At my own risk and peril, I’ve got to take issue with Joshua Foust on this one (third bullet point down in his post). The problem here isn’t that Al Jazeera “cannot tell the difference between standard issue evangelical boilerplate and a command to go destroy Islam in the name of Jesus.” It’s that a population that already suspects it’s being targeted as part of a religious crusade against Islam might not be able to. Given some of the quotes in the article, I wonder whether the evangelicals at issue might not be able to either.
Clearly the U.S. Army has regulations prohibiting prostletyzing, just like it has regulations prohibiting many other things. And clearly, those individuals who want to get around — or violate — that regulation will do so, just as with the others. To the extent that this is not an institutional problem of the Army, Foust is right.

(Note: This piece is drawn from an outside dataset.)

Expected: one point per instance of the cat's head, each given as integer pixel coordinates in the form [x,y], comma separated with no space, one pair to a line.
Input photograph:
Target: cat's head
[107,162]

But that doesn’t mean it’s not a problem for the institution that is the Army. The article reveals a failure on the part of the prostletyzers to understand how badly their sincere efforts to follow both the dictates of their faith and those of their employer are in direct opposition in Afghanistan. To paraphrase Mark 8:36, For what shall it profit a COINdinista, if he shall gain a man’s soul, and lose his heart and mind? So there has obviously been a breakdown in sensitivity training as part of the core mission objectives here, too.
It’s also difficult not to put this into the context of the growing evangelical presence in the U.S. military, at all levels of the chain of command, and wonder whether it actually is a de facto — if not de jure — institutional problem for an Army so actively engaged in the Muslim world.